The owners were a few blocks away at Goldfield’s community park, saying thanks to their customers.
In this case, on Sept. 17, the invite was open to all in Goldfield.
The diner’s owners, the mother and daughter team of Linda Enlund and Karie Burham, played host to a giant, free picnic in the park.
“Every year we try and tell the town ‘thank you’ for supporting us,” Enlund said. “We say ‘Thanks for coming into the diner’ and ‘Thanks to Goldfield for being here.’ So we put on a big picnic.”
“One time out of the year I think it’s special to bring all of the food and make it wonderful for everybody and say, ‘Thanks for supporting me, and I’m feeding you today,’” Enlund continued.
“That way it makes them kind of feel special, and it keeps them coming back,” she said. “It makes me feel really good because I can say ‘Thank you’ in a way that everybody enjoys it.”
“Thank you for living here, thank you for being my neighbor, and thanks for loving us,” she added.
The picnic included a complete spread, featuring tray after tray of food, an effort that took eight hours to prepare.
“We have barbecued ribs, we’ve got fried chicken, all kinds of salads, vegetable salad, hamburgers, hot dogs, watermelon,” Enlund said. “Then we have all kinds of desserts.”
Those desserts included cakes lettered in frosting, expressing thanks to Goldfield.
Also featured was a special version of corn on the cob.
“It’s really a unique way that we make our corn,” Enlund said. “We roll it in mayonnaise and then roll it in chili powder. It’s really a good corn. It doesn’t sound good, but it’s delicious.”
The Dinky Diner off Crook Avenue dates back to November 2012.
The diner’s owners have hosted the free picnic in the past. This, however, was the first time it was outdoors in the park along Broadway.
The setting provided plenty of room to spread out and enjoy the sunny afternoon with food and fun, including a dunk tank and slippery waterslide for the kids.
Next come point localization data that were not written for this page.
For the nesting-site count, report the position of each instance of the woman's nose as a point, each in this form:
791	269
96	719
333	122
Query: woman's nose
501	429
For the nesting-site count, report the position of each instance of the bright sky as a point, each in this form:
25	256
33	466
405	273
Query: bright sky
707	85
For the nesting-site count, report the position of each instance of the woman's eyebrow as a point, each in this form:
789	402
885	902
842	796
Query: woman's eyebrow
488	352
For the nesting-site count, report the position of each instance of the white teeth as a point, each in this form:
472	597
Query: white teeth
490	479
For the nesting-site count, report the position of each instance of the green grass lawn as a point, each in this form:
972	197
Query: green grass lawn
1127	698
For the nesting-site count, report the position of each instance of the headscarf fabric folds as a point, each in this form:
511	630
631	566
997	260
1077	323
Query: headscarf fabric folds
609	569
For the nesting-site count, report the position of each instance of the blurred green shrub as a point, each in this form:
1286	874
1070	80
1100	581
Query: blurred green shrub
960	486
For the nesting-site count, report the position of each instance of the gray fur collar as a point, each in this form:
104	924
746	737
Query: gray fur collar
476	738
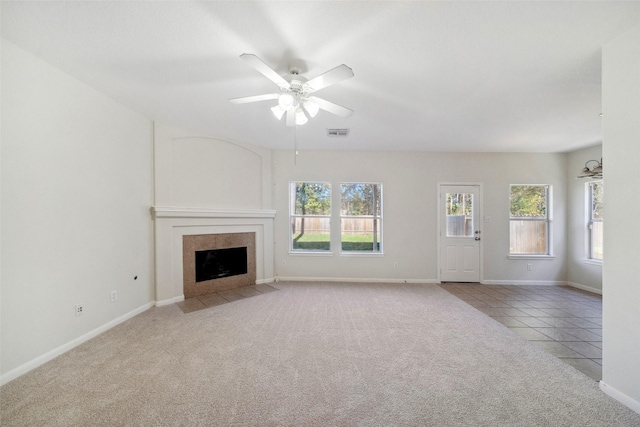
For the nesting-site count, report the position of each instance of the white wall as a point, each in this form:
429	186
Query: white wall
76	192
621	282
581	272
194	170
410	211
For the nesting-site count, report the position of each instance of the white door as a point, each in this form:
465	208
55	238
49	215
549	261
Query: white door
460	234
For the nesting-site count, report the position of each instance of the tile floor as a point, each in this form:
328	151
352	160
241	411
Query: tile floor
211	300
564	321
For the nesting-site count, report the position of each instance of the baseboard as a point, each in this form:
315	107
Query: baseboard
627	401
585	288
351	279
160	303
41	360
524	282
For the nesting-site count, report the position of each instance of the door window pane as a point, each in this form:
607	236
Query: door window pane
459	214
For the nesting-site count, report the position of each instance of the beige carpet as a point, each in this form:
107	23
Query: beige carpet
312	354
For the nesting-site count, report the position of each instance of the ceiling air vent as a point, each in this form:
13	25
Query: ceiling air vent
338	132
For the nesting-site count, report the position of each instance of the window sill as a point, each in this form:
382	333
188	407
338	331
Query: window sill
542	257
310	253
362	254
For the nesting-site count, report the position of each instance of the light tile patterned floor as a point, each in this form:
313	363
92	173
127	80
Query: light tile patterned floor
564	321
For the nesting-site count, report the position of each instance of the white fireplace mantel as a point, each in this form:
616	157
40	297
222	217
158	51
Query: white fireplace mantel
174	222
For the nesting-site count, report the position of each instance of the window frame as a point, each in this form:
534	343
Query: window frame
293	215
548	221
590	221
379	218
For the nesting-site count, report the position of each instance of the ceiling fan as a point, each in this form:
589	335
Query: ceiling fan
295	97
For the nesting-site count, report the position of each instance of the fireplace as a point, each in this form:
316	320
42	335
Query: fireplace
214	264
218	262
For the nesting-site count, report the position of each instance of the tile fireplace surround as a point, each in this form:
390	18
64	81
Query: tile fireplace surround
173	223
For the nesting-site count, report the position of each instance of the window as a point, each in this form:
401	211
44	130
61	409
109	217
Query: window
529	218
310	216
595	223
361	217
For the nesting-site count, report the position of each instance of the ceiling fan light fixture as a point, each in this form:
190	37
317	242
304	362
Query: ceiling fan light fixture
301	118
311	107
285	101
278	112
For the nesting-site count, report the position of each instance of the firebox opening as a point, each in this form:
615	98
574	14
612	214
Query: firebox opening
218	263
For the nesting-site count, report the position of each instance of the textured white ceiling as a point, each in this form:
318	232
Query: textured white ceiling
436	76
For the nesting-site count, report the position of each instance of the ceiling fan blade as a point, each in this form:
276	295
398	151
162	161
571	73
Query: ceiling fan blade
264	69
336	109
255	98
338	74
291	117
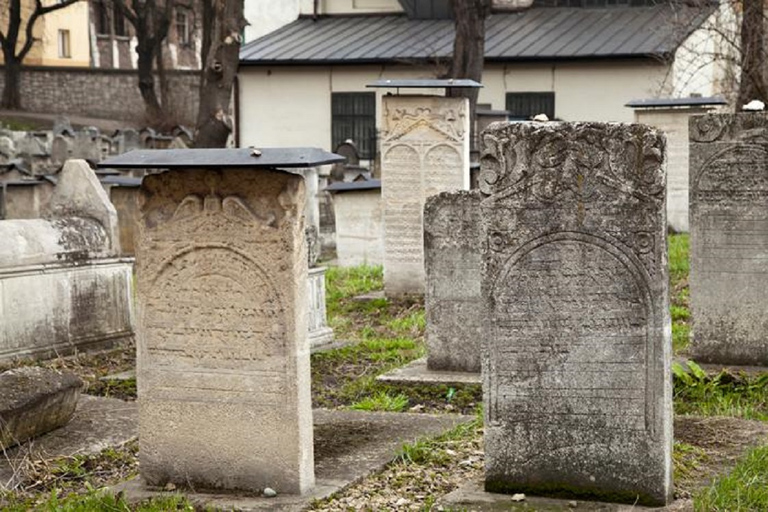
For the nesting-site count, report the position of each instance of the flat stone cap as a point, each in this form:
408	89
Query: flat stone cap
269	158
350	186
420	83
677	102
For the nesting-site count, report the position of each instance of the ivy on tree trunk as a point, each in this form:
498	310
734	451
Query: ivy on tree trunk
223	24
752	85
469	49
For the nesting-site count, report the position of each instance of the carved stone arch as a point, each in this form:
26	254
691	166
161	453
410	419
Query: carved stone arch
189	281
730	162
603	253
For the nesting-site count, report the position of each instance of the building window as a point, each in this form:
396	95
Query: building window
101	18
183	26
64	50
525	105
117	15
353	116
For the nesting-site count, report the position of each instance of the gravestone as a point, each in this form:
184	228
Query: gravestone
223	358
61	148
729	238
577	389
453	302
425	151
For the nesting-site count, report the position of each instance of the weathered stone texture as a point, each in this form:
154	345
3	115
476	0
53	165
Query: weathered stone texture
674	123
425	151
34	401
576	372
223	358
61	286
453	302
729	237
319	332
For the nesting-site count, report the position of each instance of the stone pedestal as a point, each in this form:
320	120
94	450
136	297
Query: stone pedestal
576	379
425	151
319	332
223	357
453	302
729	237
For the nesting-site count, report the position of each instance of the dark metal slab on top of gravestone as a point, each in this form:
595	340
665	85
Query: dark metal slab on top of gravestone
272	158
729	238
577	392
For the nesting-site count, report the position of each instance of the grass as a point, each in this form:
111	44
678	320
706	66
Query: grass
387	334
743	489
724	394
678	286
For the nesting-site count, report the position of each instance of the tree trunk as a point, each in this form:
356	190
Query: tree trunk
11	95
147	84
752	85
469	50
214	121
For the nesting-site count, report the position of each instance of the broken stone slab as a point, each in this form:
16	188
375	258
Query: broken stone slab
98	423
34	401
348	446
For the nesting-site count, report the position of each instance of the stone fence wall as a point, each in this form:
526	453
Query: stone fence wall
108	93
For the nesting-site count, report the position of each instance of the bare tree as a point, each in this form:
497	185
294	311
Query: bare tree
752	85
223	24
14	48
151	21
469	48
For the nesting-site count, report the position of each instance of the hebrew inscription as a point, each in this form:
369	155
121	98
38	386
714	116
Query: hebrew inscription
425	150
729	238
223	357
575	292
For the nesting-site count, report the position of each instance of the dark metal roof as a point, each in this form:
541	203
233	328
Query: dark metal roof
121	181
271	158
350	186
677	102
427	83
537	33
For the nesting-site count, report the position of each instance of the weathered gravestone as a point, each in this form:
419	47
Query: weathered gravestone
574	280
729	238
223	359
425	150
453	301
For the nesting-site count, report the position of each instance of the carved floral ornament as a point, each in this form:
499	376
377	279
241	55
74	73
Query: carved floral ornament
403	121
548	161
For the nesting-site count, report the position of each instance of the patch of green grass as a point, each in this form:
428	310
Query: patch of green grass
681	334
679	293
435	450
743	489
345	283
723	394
678	256
382	401
687	459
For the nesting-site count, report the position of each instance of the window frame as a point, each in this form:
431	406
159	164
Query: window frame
547	97
360	125
65	44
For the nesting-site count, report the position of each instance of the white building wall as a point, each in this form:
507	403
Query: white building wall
266	16
291	106
706	64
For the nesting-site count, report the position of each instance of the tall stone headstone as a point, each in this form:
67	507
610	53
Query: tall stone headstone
576	378
729	238
425	151
223	358
453	301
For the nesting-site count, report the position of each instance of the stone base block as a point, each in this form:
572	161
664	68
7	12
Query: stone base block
34	401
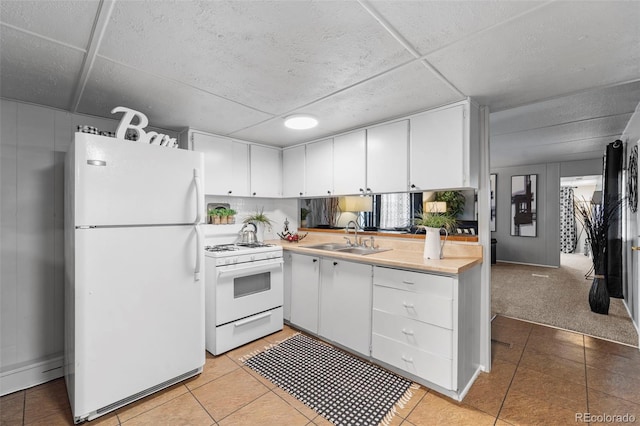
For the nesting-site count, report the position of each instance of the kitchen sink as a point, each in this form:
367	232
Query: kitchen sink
344	248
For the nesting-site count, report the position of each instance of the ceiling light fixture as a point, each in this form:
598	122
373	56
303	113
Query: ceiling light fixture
300	121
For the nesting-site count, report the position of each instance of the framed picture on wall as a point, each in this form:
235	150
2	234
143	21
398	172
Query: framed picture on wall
492	188
523	205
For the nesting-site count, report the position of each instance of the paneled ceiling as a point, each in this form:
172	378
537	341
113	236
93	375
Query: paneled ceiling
561	78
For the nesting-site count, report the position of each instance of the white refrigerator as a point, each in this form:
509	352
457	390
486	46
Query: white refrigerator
134	285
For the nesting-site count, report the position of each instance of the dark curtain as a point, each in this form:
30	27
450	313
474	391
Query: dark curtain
611	198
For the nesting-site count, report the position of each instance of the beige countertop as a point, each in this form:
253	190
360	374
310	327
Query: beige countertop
458	257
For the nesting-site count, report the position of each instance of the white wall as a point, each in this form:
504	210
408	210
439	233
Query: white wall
33	142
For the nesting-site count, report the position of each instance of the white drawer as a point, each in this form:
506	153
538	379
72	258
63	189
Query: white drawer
426	337
435	285
419	306
423	364
236	333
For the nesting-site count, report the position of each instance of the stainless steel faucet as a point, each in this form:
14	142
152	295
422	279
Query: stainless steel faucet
355	227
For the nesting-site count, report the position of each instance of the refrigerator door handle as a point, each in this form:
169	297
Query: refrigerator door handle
199	252
199	196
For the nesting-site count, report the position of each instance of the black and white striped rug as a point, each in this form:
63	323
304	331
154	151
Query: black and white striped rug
342	388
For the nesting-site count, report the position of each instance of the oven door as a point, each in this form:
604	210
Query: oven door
248	288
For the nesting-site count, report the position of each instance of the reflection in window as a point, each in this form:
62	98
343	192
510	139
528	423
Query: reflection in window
395	211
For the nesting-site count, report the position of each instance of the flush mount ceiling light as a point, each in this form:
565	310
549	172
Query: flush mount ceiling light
300	121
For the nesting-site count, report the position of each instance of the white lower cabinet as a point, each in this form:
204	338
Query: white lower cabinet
345	304
427	326
305	285
421	325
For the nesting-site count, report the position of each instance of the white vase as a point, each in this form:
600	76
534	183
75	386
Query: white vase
432	244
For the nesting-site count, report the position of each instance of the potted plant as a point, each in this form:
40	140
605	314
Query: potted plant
596	220
433	222
260	220
231	216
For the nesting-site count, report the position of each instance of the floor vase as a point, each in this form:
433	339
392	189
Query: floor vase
599	295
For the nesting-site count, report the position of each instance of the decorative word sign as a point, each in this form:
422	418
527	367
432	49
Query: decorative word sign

For those who could not attend the three-hour picnic, plates of food were prepared and delivered.
“My grandson just took plates up to the (Esmeralda County) Sheriff’s Office because they support the diner a lot,” Enlund said.
Her daughter and the diner’s co-owner, Burham, called the turnout “awesome.”
“This is all my friends,” Burham said as she looked at the crowd in the park.
“This is our town. This is a family picnic, and this is our family — the town. They come into our diner every single day or however much time they can. This is our way to say thank you for keeping us in business for the years we have been here.”